La mia penna insegue il tempo e scopre il suo inganno. Una pioggia di lettere nere si riversa sui prati candidi dell’amore, non scriveremo più su fogli ma sulle pagine del mondo.
Vita negata, bene sottratto, storie non scritte, chi ne avrà vantaggio?
È in notti come questa, con le tenebre che t’avvolgono in un gelido abbraccio…che io guardo all’infinito cielo e ripenso al mio passato.Le ombre della notte, si dilungano fino alla soglia del mattino mentre i pensieri…si perdono nel tempo senza apparente età e definizione.
Sai quando scopri di essere al limite? Quando un giorno, per una stupidaggine, ti vengono le lacrime agli occhi. Quando una parola di troppo, un gesto insignificante ti colpiscono a fondo. Non significa esser fragili o deboli, ma aver sopportato troppe cose, troppo a lungo.
Come Ulisse sono in viaggio. La meta? Sicuramente non Itaca. Cosa spero di trovare all’arrivo?
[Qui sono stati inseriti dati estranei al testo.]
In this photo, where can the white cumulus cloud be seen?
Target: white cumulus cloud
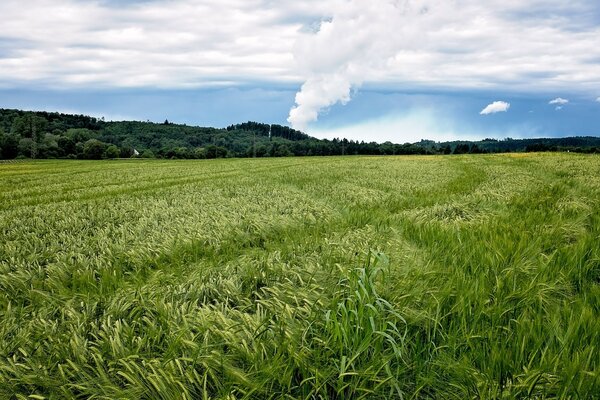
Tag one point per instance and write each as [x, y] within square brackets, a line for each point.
[495, 107]
[558, 100]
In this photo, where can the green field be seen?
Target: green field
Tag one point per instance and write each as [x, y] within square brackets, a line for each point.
[347, 277]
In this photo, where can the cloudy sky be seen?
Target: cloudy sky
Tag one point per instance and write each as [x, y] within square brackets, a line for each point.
[398, 70]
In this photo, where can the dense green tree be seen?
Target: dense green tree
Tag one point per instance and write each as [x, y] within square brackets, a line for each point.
[66, 146]
[93, 149]
[111, 151]
[9, 145]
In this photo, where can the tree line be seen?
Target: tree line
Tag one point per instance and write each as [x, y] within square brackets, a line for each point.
[26, 134]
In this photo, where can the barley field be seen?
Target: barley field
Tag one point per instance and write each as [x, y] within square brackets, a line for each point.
[442, 277]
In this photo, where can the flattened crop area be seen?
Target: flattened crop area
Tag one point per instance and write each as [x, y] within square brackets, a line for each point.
[344, 277]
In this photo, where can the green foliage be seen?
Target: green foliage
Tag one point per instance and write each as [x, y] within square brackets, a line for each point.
[365, 277]
[111, 151]
[93, 149]
[68, 134]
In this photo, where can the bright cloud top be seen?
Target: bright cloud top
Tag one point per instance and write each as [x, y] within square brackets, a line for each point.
[495, 107]
[328, 48]
[559, 100]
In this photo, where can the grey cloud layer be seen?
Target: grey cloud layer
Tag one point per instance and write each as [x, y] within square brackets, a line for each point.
[193, 43]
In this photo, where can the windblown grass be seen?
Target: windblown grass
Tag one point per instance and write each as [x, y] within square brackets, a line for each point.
[348, 277]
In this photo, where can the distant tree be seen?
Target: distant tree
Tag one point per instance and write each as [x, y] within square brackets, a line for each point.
[66, 146]
[93, 149]
[147, 154]
[111, 151]
[9, 146]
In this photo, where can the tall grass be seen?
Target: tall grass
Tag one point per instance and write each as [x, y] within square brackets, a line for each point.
[349, 277]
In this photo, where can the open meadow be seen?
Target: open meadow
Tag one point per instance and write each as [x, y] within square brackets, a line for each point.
[337, 278]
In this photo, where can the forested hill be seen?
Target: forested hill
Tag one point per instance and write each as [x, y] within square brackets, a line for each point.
[26, 134]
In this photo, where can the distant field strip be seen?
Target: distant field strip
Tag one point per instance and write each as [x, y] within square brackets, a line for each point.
[343, 277]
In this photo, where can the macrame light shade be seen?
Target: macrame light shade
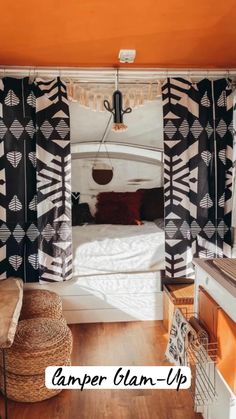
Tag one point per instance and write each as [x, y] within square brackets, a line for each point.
[102, 173]
[117, 111]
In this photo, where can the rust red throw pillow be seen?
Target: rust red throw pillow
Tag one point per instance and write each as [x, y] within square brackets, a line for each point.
[118, 208]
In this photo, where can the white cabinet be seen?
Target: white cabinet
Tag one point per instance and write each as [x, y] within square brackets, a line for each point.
[224, 406]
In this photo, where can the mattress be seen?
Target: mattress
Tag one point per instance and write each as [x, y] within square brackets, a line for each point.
[107, 248]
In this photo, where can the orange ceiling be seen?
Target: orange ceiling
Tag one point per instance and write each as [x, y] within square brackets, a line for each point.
[166, 33]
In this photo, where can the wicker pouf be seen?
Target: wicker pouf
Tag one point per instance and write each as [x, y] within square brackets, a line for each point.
[27, 388]
[41, 303]
[38, 344]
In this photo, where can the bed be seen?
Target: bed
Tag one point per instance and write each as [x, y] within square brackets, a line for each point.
[109, 249]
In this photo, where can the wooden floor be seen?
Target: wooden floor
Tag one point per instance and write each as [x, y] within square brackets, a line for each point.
[136, 343]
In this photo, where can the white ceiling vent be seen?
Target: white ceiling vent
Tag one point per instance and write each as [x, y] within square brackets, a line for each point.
[127, 55]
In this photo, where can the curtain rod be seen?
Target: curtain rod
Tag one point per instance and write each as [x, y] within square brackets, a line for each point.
[88, 74]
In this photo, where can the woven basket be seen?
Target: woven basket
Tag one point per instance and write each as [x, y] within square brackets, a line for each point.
[38, 344]
[28, 388]
[41, 303]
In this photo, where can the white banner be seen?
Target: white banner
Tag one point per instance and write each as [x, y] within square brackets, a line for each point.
[117, 377]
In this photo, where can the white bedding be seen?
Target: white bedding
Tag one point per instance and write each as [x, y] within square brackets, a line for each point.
[107, 248]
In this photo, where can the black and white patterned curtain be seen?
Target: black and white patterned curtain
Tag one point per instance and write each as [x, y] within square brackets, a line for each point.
[198, 141]
[35, 167]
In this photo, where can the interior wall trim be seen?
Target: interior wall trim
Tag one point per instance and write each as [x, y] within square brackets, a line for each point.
[106, 74]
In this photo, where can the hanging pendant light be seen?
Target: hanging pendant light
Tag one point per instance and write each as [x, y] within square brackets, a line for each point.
[117, 109]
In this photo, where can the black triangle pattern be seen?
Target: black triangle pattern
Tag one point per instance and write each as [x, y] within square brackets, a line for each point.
[32, 245]
[198, 181]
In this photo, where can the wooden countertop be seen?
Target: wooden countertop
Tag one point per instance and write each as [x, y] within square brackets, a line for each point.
[11, 295]
[224, 280]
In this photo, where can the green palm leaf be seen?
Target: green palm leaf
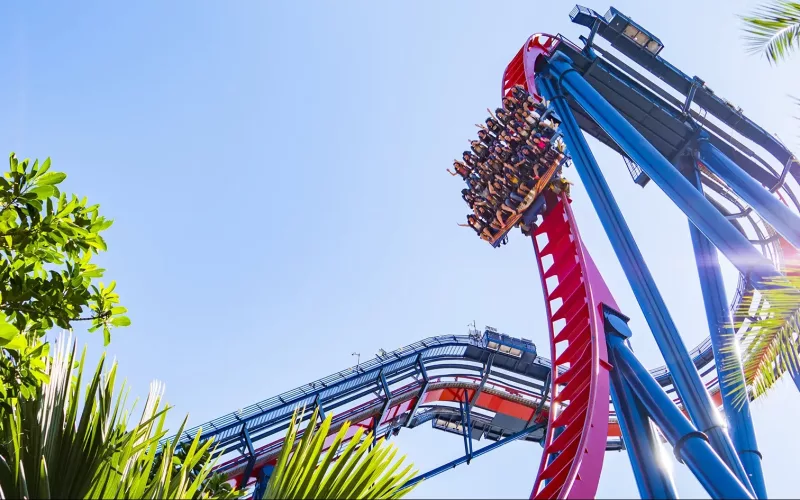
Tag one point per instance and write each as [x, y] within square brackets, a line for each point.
[771, 346]
[359, 471]
[774, 30]
[62, 445]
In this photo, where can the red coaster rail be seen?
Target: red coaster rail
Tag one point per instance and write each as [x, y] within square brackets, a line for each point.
[575, 442]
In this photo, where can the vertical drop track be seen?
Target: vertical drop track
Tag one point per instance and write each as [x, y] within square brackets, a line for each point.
[575, 442]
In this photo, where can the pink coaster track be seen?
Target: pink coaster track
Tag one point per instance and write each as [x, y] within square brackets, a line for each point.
[574, 291]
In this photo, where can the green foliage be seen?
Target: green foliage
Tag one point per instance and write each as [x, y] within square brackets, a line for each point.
[771, 346]
[774, 30]
[47, 278]
[215, 485]
[58, 445]
[358, 471]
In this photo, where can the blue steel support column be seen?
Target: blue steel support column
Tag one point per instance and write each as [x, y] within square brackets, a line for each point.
[785, 222]
[251, 459]
[263, 479]
[686, 379]
[700, 211]
[423, 389]
[652, 479]
[475, 454]
[740, 424]
[691, 446]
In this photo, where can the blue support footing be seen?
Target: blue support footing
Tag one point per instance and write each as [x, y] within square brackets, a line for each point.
[691, 446]
[652, 479]
[737, 414]
[770, 208]
[261, 485]
[687, 381]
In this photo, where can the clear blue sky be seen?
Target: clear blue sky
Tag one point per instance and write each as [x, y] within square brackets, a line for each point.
[276, 174]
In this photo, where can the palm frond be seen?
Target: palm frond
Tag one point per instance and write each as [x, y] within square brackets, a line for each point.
[62, 445]
[361, 470]
[770, 348]
[773, 29]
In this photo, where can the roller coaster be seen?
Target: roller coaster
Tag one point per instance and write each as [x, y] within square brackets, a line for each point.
[592, 394]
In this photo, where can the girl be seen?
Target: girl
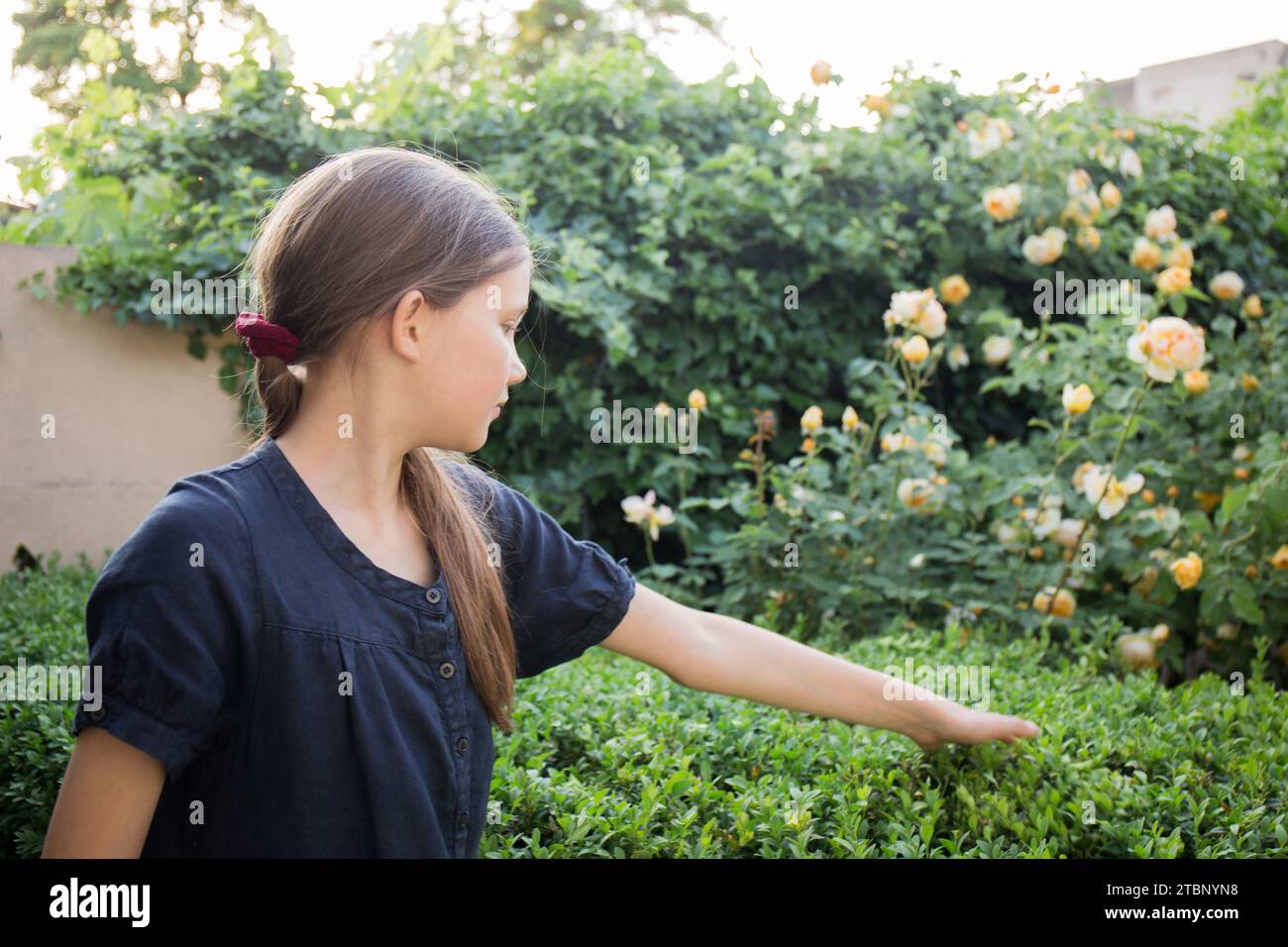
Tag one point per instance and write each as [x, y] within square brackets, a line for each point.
[314, 641]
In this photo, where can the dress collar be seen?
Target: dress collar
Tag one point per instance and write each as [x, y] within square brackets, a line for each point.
[340, 547]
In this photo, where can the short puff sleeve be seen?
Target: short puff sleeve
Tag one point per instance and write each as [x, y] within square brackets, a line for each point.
[171, 624]
[566, 594]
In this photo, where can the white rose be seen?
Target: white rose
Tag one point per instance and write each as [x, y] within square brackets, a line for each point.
[997, 350]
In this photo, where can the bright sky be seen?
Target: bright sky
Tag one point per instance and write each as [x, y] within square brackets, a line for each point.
[862, 42]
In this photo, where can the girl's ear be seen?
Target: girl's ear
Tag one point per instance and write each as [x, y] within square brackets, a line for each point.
[410, 324]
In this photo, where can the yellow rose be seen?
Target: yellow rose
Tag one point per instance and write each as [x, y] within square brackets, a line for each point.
[1227, 285]
[1145, 254]
[1181, 256]
[1043, 248]
[914, 350]
[953, 289]
[1172, 279]
[1197, 380]
[1060, 604]
[915, 493]
[1166, 346]
[1137, 651]
[1077, 401]
[1003, 202]
[997, 350]
[1186, 571]
[1280, 558]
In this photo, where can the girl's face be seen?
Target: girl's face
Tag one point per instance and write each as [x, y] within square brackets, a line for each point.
[463, 360]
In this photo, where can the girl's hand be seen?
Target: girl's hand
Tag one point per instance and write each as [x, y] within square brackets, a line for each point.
[957, 724]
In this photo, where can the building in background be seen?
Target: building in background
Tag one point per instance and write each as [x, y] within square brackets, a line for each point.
[1203, 88]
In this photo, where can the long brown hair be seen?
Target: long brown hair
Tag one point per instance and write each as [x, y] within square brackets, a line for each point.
[344, 243]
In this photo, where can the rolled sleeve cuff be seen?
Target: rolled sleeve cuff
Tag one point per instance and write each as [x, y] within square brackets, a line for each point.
[140, 729]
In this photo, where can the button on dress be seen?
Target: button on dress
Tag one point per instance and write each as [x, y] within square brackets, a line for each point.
[304, 701]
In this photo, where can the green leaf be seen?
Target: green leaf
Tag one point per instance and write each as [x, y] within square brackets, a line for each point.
[1233, 502]
[1245, 607]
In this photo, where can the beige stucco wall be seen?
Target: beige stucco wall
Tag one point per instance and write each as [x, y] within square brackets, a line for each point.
[1202, 89]
[133, 412]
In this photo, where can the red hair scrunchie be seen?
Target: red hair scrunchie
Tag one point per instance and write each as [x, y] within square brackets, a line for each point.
[267, 338]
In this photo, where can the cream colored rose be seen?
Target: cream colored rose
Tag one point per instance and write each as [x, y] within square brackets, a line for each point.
[1044, 248]
[915, 492]
[811, 420]
[1003, 202]
[1181, 256]
[953, 289]
[1107, 491]
[1186, 571]
[1082, 209]
[997, 350]
[1137, 651]
[1166, 346]
[1227, 285]
[1060, 604]
[1145, 254]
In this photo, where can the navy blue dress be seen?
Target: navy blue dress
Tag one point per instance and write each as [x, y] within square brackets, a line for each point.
[304, 701]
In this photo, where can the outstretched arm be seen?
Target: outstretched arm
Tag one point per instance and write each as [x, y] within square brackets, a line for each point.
[713, 652]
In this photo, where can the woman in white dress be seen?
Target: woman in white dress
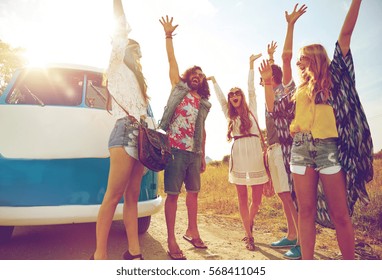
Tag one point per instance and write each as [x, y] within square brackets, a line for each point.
[246, 167]
[127, 87]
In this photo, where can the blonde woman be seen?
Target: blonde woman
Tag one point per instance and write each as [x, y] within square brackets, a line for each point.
[246, 166]
[127, 86]
[331, 137]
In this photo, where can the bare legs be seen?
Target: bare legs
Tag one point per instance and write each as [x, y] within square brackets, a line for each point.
[290, 213]
[170, 213]
[125, 175]
[334, 188]
[248, 213]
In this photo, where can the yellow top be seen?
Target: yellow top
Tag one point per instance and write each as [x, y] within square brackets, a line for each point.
[315, 118]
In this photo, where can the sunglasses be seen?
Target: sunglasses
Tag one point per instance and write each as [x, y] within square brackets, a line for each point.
[234, 93]
[303, 57]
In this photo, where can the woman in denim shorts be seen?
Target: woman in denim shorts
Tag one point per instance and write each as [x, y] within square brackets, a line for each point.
[313, 126]
[127, 87]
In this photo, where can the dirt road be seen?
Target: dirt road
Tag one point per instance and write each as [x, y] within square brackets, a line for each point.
[222, 235]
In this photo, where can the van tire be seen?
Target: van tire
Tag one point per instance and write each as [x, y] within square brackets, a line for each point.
[143, 224]
[6, 233]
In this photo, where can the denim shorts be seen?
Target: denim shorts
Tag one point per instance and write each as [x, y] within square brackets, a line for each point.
[317, 153]
[184, 167]
[125, 135]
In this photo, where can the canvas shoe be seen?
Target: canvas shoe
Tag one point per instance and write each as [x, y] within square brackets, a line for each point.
[294, 253]
[284, 243]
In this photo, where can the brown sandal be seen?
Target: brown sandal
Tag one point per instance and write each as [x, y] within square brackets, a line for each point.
[128, 256]
[249, 243]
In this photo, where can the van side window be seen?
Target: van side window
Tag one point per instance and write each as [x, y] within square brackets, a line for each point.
[48, 87]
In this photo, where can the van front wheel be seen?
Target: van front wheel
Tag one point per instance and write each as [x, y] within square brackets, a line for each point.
[6, 233]
[143, 224]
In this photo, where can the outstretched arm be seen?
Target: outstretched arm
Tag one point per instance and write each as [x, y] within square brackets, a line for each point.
[271, 50]
[118, 8]
[266, 73]
[251, 84]
[348, 26]
[288, 44]
[169, 29]
[220, 96]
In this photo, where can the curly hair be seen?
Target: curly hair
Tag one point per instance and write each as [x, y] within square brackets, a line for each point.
[204, 90]
[135, 66]
[316, 76]
[243, 115]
La completa armonia di un’anima segnata.
Rabbia, tensione, ansia, fobia, volere fare ma non poter fare. Poter essere libero, ma hai le ali tarpate. Volere fare e sentire tutte le accuse addosso. Sentirsi fuori, ma essere dentro, vivere come in un incubo, ma essere normali. Sentirsi diversi pur essere normali. Tanta gente non sa, non capisce, non sente e ti giudica, ti fa sentire diverso e per cosa, per ottusità e ignoranza, e non cerco compassione, ma cerco un po di fetta di mondo anche per me. In poche righe ho scritto cosa vuol dire soffrire di ansia, la mia.
L’unica cosa che mi preoccupa è di non aver alcuna preoccupazione.